In the real world, these are called tradeoffs. Hard choices. Balancing competing interests. Gray areas. But, predictably, these are alien concepts for the black-and-white crowd.  

 “It contains elements that are very distasteful to both the hard right and the hard left of the political spectrum,” writes Weintraub, who wonders if voters in the middle (that’s us) will “split the difference between the extremes and chart a centrist path for their troubled state.” 

Let’s hope so. The Blue Dog thinks this is a no-brainer for moderates of both parties. On one hand, we have the lunatics on the right who see taxes everywhere — just like M. Night Shyamalan sees dead people. On the other, we have the liberal maniacs who think of government as a giant ATM that is morally obligated to generate taxpayer dollars as responsibly as the OctoMom spits out babies. 

This odd pair of special interests claim nothing is going on between the two. No hanky panky. They’re just staying on their respective sides of the bed, spineless backs toward one another, heads gently resting on their ideological pillows. The Blue Dog suspects something a bit more unseemly – a little political dry humping perhaps, making the beast with two backs at worst. This bedroom needs some air freshener and even more sunlight from the capitol press corps. 

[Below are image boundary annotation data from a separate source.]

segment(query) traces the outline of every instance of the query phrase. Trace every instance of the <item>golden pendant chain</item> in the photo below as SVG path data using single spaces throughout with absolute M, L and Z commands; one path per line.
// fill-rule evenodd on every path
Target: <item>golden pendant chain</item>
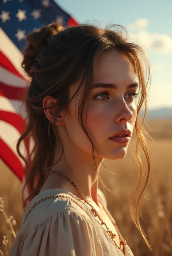
M 46 180 L 46 179 L 47 178 L 48 175 L 50 173 L 53 173 L 54 174 L 58 174 L 58 175 L 60 175 L 61 177 L 63 177 L 65 179 L 66 179 L 67 180 L 68 180 L 68 181 L 69 181 L 70 182 L 70 183 L 71 183 L 77 189 L 78 191 L 78 192 L 79 192 L 79 193 L 80 193 L 80 194 L 81 194 L 81 195 L 82 197 L 84 199 L 85 202 L 86 203 L 88 204 L 89 204 L 90 206 L 91 207 L 91 210 L 94 214 L 95 216 L 95 217 L 96 216 L 97 216 L 98 217 L 98 218 L 100 220 L 101 222 L 101 224 L 102 226 L 103 225 L 105 225 L 105 226 L 106 227 L 106 228 L 107 229 L 107 233 L 111 237 L 111 238 L 112 240 L 113 241 L 113 242 L 115 244 L 116 246 L 119 249 L 119 250 L 124 255 L 125 255 L 124 253 L 123 253 L 123 252 L 122 251 L 121 249 L 120 248 L 120 247 L 118 246 L 118 245 L 116 244 L 116 242 L 114 240 L 114 239 L 115 238 L 115 237 L 116 236 L 116 235 L 115 235 L 115 234 L 113 234 L 113 233 L 112 232 L 112 231 L 111 231 L 108 228 L 108 227 L 107 227 L 107 224 L 101 218 L 101 216 L 100 216 L 100 215 L 99 215 L 99 214 L 98 214 L 98 212 L 97 212 L 97 211 L 96 211 L 95 209 L 94 208 L 94 207 L 93 206 L 90 204 L 90 203 L 88 201 L 88 200 L 86 198 L 82 192 L 77 187 L 77 185 L 75 185 L 75 183 L 72 180 L 70 180 L 69 178 L 68 178 L 66 176 L 65 176 L 65 175 L 64 175 L 64 174 L 62 174 L 60 172 L 56 172 L 55 171 L 50 171 L 49 172 L 48 172 L 48 173 L 47 174 L 47 175 L 46 175 L 46 176 L 44 178 L 44 179 L 42 183 L 42 184 L 40 188 L 40 189 L 39 189 L 39 190 L 38 192 L 38 193 L 37 193 L 37 195 L 38 195 L 39 194 L 39 193 L 40 193 L 42 188 L 43 187 L 44 184 L 44 183 L 45 182 L 45 180 Z M 34 207 L 35 207 L 35 206 L 36 205 L 38 204 L 39 203 L 41 202 L 42 202 L 43 201 L 44 201 L 47 199 L 48 199 L 49 198 L 54 198 L 55 197 L 65 197 L 65 198 L 69 198 L 72 201 L 73 201 L 73 199 L 72 199 L 71 198 L 68 198 L 67 196 L 63 196 L 62 195 L 58 195 L 58 195 L 54 195 L 54 196 L 46 196 L 45 198 L 43 198 L 42 199 L 41 199 L 41 200 L 40 200 L 38 202 L 37 202 L 37 203 L 36 203 L 35 204 L 34 204 L 33 206 L 30 208 L 29 211 L 28 213 L 28 214 L 27 214 L 27 215 L 26 216 L 26 217 L 25 217 L 25 220 L 24 220 L 24 223 L 23 223 L 23 225 L 24 224 L 24 223 L 25 222 L 25 220 L 26 220 L 26 219 L 27 217 L 28 217 L 28 215 L 29 215 L 29 214 L 30 214 L 30 212 L 32 210 L 32 209 L 34 208 Z M 80 206 L 81 207 L 81 208 L 82 209 L 82 207 L 78 203 L 77 203 L 74 200 L 73 200 L 73 202 L 74 203 L 77 203 L 77 204 L 78 206 Z M 106 211 L 106 209 L 104 207 L 103 204 L 101 203 L 101 204 L 102 206 L 103 207 L 104 210 L 106 212 L 108 216 L 108 214 L 107 212 Z M 109 218 L 110 218 L 110 217 L 109 216 Z M 111 218 L 110 218 L 111 219 Z M 122 237 L 122 236 L 120 233 L 120 232 L 119 229 L 118 229 L 118 227 L 116 224 L 116 223 L 115 222 L 113 222 L 112 221 L 112 220 L 111 220 L 111 221 L 113 223 L 113 224 L 114 224 L 114 226 L 115 227 L 115 228 L 116 229 L 116 230 L 117 231 L 117 232 L 118 233 L 118 235 L 119 235 L 119 238 L 120 239 L 120 241 L 121 243 L 123 244 L 123 245 L 124 247 L 125 244 L 126 244 L 127 241 L 124 240 L 123 239 L 123 237 Z

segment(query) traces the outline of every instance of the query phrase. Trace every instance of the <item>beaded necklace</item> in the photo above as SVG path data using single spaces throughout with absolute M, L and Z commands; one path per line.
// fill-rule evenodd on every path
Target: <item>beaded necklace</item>
M 57 174 L 58 175 L 59 175 L 60 176 L 61 176 L 61 177 L 63 177 L 65 179 L 66 179 L 67 180 L 68 180 L 70 182 L 70 183 L 71 183 L 76 188 L 77 188 L 78 191 L 79 192 L 80 195 L 81 195 L 81 196 L 82 196 L 83 198 L 84 199 L 85 202 L 86 203 L 87 203 L 88 204 L 89 204 L 91 208 L 91 210 L 93 213 L 94 216 L 95 217 L 97 216 L 97 217 L 100 220 L 101 222 L 101 225 L 102 226 L 103 225 L 104 225 L 107 228 L 107 232 L 108 235 L 111 237 L 112 239 L 112 240 L 113 241 L 113 242 L 114 243 L 115 246 L 124 255 L 125 255 L 125 253 L 124 253 L 123 252 L 123 251 L 120 248 L 120 247 L 118 246 L 118 245 L 116 244 L 116 243 L 115 241 L 114 240 L 114 239 L 116 235 L 115 235 L 115 234 L 113 234 L 113 233 L 112 232 L 112 231 L 111 231 L 108 228 L 108 227 L 107 227 L 107 224 L 101 218 L 101 216 L 100 216 L 100 215 L 99 215 L 99 214 L 98 214 L 98 212 L 97 212 L 97 211 L 96 211 L 96 210 L 95 210 L 95 208 L 89 202 L 89 201 L 88 201 L 88 200 L 86 198 L 85 196 L 83 194 L 83 193 L 81 192 L 81 191 L 80 190 L 78 187 L 77 186 L 77 185 L 75 185 L 75 183 L 72 180 L 71 180 L 71 179 L 70 179 L 69 178 L 68 178 L 65 175 L 64 175 L 64 174 L 61 173 L 61 172 L 59 172 L 56 171 L 51 171 L 49 172 L 48 173 L 46 176 L 44 178 L 44 179 L 42 183 L 41 186 L 40 187 L 40 188 L 38 192 L 38 193 L 37 194 L 37 195 L 38 195 L 39 194 L 39 193 L 40 193 L 42 188 L 42 186 L 43 186 L 44 184 L 44 183 L 45 182 L 46 180 L 46 179 L 47 178 L 47 177 L 48 176 L 48 175 L 50 173 L 53 173 L 54 174 Z M 26 217 L 25 217 L 25 219 L 24 220 L 24 221 L 23 222 L 23 225 L 24 224 L 24 222 L 25 222 L 26 219 L 28 217 L 28 216 L 30 214 L 31 211 L 33 210 L 33 208 L 34 208 L 35 207 L 35 206 L 36 206 L 37 205 L 37 204 L 38 204 L 38 203 L 41 202 L 43 202 L 43 201 L 44 201 L 46 200 L 47 200 L 47 199 L 49 199 L 49 198 L 56 198 L 56 197 L 65 197 L 65 198 L 69 198 L 69 199 L 71 200 L 73 202 L 74 202 L 76 203 L 77 204 L 78 206 L 80 206 L 81 207 L 81 208 L 82 209 L 82 206 L 79 204 L 77 203 L 77 202 L 76 202 L 73 199 L 71 198 L 69 198 L 67 196 L 66 196 L 62 195 L 55 195 L 49 196 L 46 196 L 46 197 L 42 199 L 41 199 L 38 202 L 37 202 L 36 203 L 35 203 L 33 204 L 33 205 L 31 207 L 29 211 L 28 212 L 28 214 L 26 215 Z M 125 248 L 124 248 L 124 245 L 127 244 L 127 241 L 126 240 L 124 240 L 124 239 L 123 239 L 123 238 L 122 236 L 122 235 L 121 235 L 118 228 L 118 227 L 116 225 L 116 224 L 115 222 L 114 222 L 114 221 L 113 221 L 113 220 L 112 220 L 111 218 L 109 216 L 109 215 L 108 214 L 108 212 L 107 212 L 105 208 L 104 207 L 103 204 L 101 203 L 101 204 L 102 205 L 102 206 L 103 206 L 103 208 L 104 210 L 105 210 L 105 212 L 106 212 L 106 214 L 108 216 L 109 218 L 111 220 L 112 223 L 113 223 L 114 227 L 115 227 L 115 228 L 117 230 L 117 231 L 118 232 L 118 234 L 119 235 L 119 239 L 120 240 L 120 242 L 121 244 L 123 245 L 123 248 L 124 248 L 124 250 L 125 252 Z M 103 227 L 102 227 L 102 228 L 103 228 Z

Do the polar opposites really believe the rest of us wouldn’t notice how bizarre this relationship is and what it suggests to moderate Californians who want solutions and reform, even if imperfect and difficult as they may be?

Meg Whitman’s op-ed yesterday against Prop. 1A was disappointing in this regard; instead of staking out the middle ground, she used the issue to pander to the anti-tax zealots in advance of her 2010 gubernatorial run. (Whitman, it should be noted, is a distant third in a CalBlueDog poll behind Dianne Feinstein and Tom Campbell as the best moderate candidate for California). Hey, Meg, did you realize the California Chamber of Commerce supports Prop. 1A?

While the Blue Dog is still checking out the fine print, if the extremists on both sides of the political divide loathe Prop 1A, there’s a 99 percent likelihood the measure is a sure-fire measure voters should pass. If you’re sick in bed  (no matter who you are sleeping with), do you really expect the doctor’s medicine to taste like honey?